Artificial Intelligence Enabled Customer Engagement: Using Chatbots (Airfestbot) at Bournemouth Air Festival
Bournemouth Air Festival – www.bournemouthair.co.uk attracts on average 1 million attendees over 3 days and recently awarded as national “Tourism Event of The Year 2015”(Bournemouthair, 2015) by Visit England. These attendees are a mix of residents and tourists who may need information or support during their visit to the airfestival. The airshow is a complex event as it is a large scale outdoor event with a number of components. The scale of the event, set along 3 km of beach creates a challenge to provide information in a timely manner using signs. Also, as an outdoor event, activities are affected by weather, resulting in changes to the schedule or even cancellation of activities. The event organizers have taken advantage of mobile communications and maintain a number of social media channels. This year, the team went further to collaborate with Bournemouth University and Iamcatobot to launch a chatbot, Airfestbot to provide customer support via twitter and facebook messenger.
Messaging platforms such as Facebook Messenger, Telegram, Kik and WeChat have emerged as most frequently used online customer services. As a synchronous form of communication, messaging is increasingly used to obtain advice during an experience. Organizations face issues in managing these communications as it requires dedicated personnel to respond to individual requests, a significant resource commitment. While text based conversational agents or chatbots have a long history, recent advances in Artificial Intelligence (AI) have improved their ability to understand questions and provide appropriate responses. Chatbots can now to interact with users in a conversational manner using text or audio, supporting customer engagement efforts in the form of individual attention to requests from large numbers of users and encourage interactions between users and organisations. Chatbots have been used for a variety of commercial and non commercial applications. For commercial applications, chatbots have been used to provide customer support, purchases, information and interactive entertainment to users. For non commercial applications, chatbots have been used to support mental health and provide information for social support organizations (McTear, Callejas and Griol 2016). In these applications, chatbots can improve efficiency of frontline staff and user engagement.
For efficiency, chatbots can hold conversations with multiple users over messaging services, websites and social media simultaneously.
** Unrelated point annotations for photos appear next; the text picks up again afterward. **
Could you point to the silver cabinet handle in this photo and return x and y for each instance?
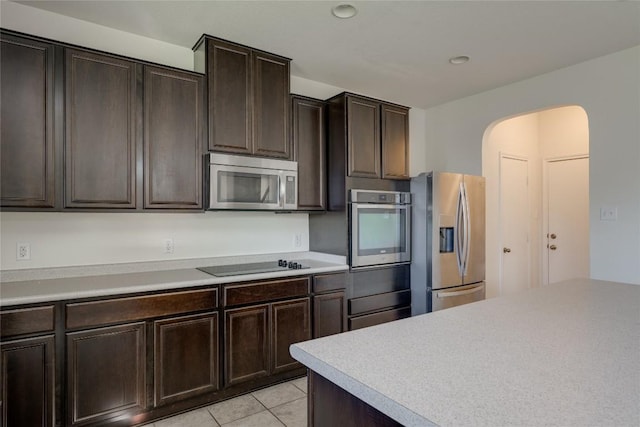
(458, 293)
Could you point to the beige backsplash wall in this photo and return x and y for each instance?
(69, 239)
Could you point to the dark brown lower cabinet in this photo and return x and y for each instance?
(186, 357)
(328, 314)
(28, 376)
(290, 323)
(246, 343)
(106, 373)
(258, 338)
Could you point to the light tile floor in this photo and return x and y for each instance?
(280, 405)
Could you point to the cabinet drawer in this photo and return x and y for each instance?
(118, 310)
(380, 280)
(329, 282)
(264, 291)
(378, 318)
(26, 321)
(380, 301)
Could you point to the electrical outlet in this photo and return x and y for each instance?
(608, 213)
(168, 246)
(23, 252)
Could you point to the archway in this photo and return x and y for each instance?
(526, 144)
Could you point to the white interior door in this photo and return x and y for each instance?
(567, 249)
(515, 213)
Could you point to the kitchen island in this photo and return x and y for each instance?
(566, 354)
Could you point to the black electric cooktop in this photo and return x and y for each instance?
(254, 268)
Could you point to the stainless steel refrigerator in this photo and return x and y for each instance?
(448, 241)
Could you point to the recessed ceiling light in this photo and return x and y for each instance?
(344, 11)
(457, 60)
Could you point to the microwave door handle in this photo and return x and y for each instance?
(265, 195)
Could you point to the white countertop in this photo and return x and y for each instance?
(54, 284)
(565, 354)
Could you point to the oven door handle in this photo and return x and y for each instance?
(458, 293)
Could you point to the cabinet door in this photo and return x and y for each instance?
(229, 77)
(271, 106)
(309, 150)
(186, 357)
(363, 136)
(100, 146)
(173, 131)
(328, 314)
(105, 373)
(290, 324)
(28, 375)
(395, 142)
(26, 114)
(246, 343)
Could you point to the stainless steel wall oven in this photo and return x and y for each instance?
(380, 227)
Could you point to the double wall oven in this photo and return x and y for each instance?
(380, 227)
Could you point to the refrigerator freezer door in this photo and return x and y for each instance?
(475, 262)
(446, 188)
(447, 298)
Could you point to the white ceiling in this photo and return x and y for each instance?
(393, 50)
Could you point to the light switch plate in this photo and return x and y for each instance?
(608, 213)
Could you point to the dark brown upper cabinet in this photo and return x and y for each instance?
(27, 115)
(309, 150)
(102, 113)
(248, 98)
(363, 137)
(395, 141)
(368, 138)
(174, 127)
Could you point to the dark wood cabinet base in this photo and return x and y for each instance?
(330, 405)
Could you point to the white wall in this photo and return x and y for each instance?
(608, 88)
(17, 17)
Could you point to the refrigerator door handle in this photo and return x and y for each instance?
(459, 232)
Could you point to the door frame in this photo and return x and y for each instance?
(544, 280)
(505, 155)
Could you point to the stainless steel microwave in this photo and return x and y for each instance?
(252, 183)
(380, 225)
The cost of operating in this manner will be expensive to do manually, as multiple employees will be required to provide responses. Chatbots can also be used to provide consistent responses to routine requests across online platforms with reduced errors or mistakes. For user engagement, chatbots can provide enhanced service quality such as communication in multiple languages (Kuo, Chen, & Tseng, 2017), provision of contextual information via options such as integrated menus and ability to communicate with differently abled users in a format that would be acceptable to them.
Airfestbot was designed and developed using a collaborative process that integrated the contributions of Bournemouth Council, Bournemouth University and Catobot Company. Dr Nigel Willams led the Bournemouth University research on social media engagement at Bournemouth Air Festival (Williams et al 2017) was used to provide initial information to guide development of Airfestbot. Bournemouth Council’s social media team provided frequently asked questions and resposes that would be used to provide information to users of Airfestbot. Technology for Airfestbot was provided by the Cato Bot Company Limited (CatoBot) ,a technology
company founded in the summer of 2016 specialised in the development of cognitive web applications that can read, hear, see and reason. CatoBot’s technological capacity is based on enterprise state-of-the-art machine learning technologies and a diverse team of independent engineers and designers. CatoBot is a young but fast growing technology startup that in its first year has managed to service a wide range of organisations for multinational enterprises, SMEs and public sector organisations aiming to improve operational productivity and public engagement.
The design consisted of a menu system to provide immediate access to relevant information within messenger and a natural language based response system. Airfestbot was then trained by council staff who it could understand a range of natural language queries. The bot was then launched 2 days before the event and managed to converse with several hundred respondents. The team overall were happy with the experiment and Airfestbot will be returning for Bournemouth Air Festival 2018. The team is also in the early stages of developing a Destinationbot that can support visitors all year round.